One of the most fundamental problems with phone-based voice assistants is how awkward it can be to use them in public. As much as I use my Harman/Kardon Invoke at home to control smart lights, get calendar info, and create Cortana reminders, I pretty much never use her on my Android phone for one pretty simple reason, it’s just a bit … weird, to do so in public at least. Apparently, Microsoft agrees, as the company has patented a module that can detect “silent” voice commands.
As described by the company’s patent filing, the “silent” input method can detect whispers and extrapolate voice commands from the airflow created while mouthing words. The module can be placed in a range of devices, including smart watches, phones, a smart “ring,” regular headset microphones, and even a TV remote.
Although performance of voice input has been greatly improved, the voice input is still rarely used in public spaces, such as office or even homes. This is mainly because the voice leakage could disturb and even annoy surrounding people in quiet environment. On the other hand, there is still a risk of scattering private information to unintended audiences. These are not technical issues but social issues. Hence there is no easy fix even if voice recognition system performance is greatly improved.
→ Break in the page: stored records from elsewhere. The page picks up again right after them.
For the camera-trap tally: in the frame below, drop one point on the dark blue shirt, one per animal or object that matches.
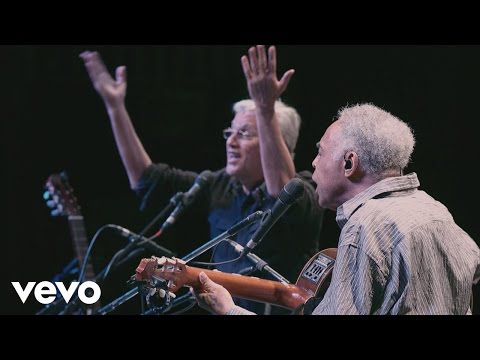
(287, 247)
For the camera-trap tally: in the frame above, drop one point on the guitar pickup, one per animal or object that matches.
(318, 267)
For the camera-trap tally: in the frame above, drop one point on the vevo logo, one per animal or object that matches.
(45, 292)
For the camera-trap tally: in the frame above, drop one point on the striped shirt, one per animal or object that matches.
(400, 252)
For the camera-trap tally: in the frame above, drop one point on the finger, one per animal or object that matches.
(208, 284)
(262, 58)
(253, 60)
(121, 75)
(246, 67)
(286, 79)
(272, 59)
(94, 64)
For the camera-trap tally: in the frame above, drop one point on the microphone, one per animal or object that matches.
(148, 244)
(259, 263)
(186, 199)
(290, 193)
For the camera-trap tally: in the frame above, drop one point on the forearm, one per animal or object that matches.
(237, 310)
(134, 157)
(277, 162)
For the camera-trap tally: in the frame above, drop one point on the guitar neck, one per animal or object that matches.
(80, 243)
(251, 288)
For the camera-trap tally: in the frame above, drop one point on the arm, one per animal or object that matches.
(265, 89)
(216, 299)
(134, 157)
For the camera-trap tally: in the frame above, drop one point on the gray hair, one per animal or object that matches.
(382, 141)
(287, 116)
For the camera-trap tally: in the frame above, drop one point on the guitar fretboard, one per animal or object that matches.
(80, 243)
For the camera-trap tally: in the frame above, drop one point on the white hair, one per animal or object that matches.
(288, 119)
(382, 141)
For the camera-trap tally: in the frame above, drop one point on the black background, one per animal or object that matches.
(179, 98)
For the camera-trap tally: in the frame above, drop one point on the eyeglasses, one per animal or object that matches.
(241, 134)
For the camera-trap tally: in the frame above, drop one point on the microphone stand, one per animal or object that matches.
(223, 236)
(259, 264)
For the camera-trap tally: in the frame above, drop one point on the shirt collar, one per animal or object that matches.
(388, 185)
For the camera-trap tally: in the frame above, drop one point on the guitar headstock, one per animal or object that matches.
(59, 196)
(155, 270)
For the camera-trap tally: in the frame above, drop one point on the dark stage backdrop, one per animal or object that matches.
(179, 98)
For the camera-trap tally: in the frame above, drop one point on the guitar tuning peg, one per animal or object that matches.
(55, 212)
(46, 195)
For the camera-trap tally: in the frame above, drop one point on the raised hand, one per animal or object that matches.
(112, 91)
(261, 74)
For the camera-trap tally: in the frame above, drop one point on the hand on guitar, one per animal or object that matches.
(213, 297)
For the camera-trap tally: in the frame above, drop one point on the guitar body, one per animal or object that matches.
(312, 282)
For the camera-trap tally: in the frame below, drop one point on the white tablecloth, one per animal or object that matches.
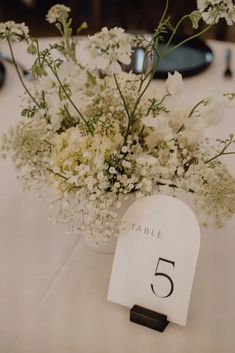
(53, 289)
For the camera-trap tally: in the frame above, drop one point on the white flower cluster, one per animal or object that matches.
(101, 137)
(212, 10)
(14, 31)
(57, 13)
(106, 50)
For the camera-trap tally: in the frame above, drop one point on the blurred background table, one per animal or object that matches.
(53, 289)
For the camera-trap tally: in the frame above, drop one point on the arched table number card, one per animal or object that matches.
(155, 261)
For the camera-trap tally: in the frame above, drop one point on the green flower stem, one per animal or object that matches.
(19, 75)
(149, 46)
(223, 151)
(127, 111)
(68, 97)
(175, 30)
(164, 13)
(203, 101)
(186, 40)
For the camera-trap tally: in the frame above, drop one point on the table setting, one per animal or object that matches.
(82, 143)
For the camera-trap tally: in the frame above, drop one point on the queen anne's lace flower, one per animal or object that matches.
(106, 50)
(101, 137)
(57, 13)
(13, 31)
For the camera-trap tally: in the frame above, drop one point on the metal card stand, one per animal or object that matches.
(148, 318)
Implementations of the subject matter described herein provide a silent voice input solution without being noticed by surroundings. Compared with conventional voice input solutions which are based on normal speech or whispering that use egressive (breathing-out) airflow while speaking, the proposed “silent” voice input method is performed by using opposite (ingressive or breathing-in) airflow while speaking. By placing the apparatus (e.g. microphone) of the apparatus very close to the user’s mouth with an small gap formed between the mouth and the apparatus, the proposed silent voice input solution can capture stable utterance signal with a very small voice leakage, and thereby allowing the user to use ultra-low volume speech input in public and mobile situations, without disturbing surrounding people. Besides of air flow direction (ingressive and egressive), all other utterance manners are same as our whispering, so that proposed method can be used without special practice.
As usual, note that patents don’t necessarily translate into products, but there have been a few rumors floating around recently that Microsoft isn’t done thinking about Cortana-focused hardware. We’ll just have to wait and see.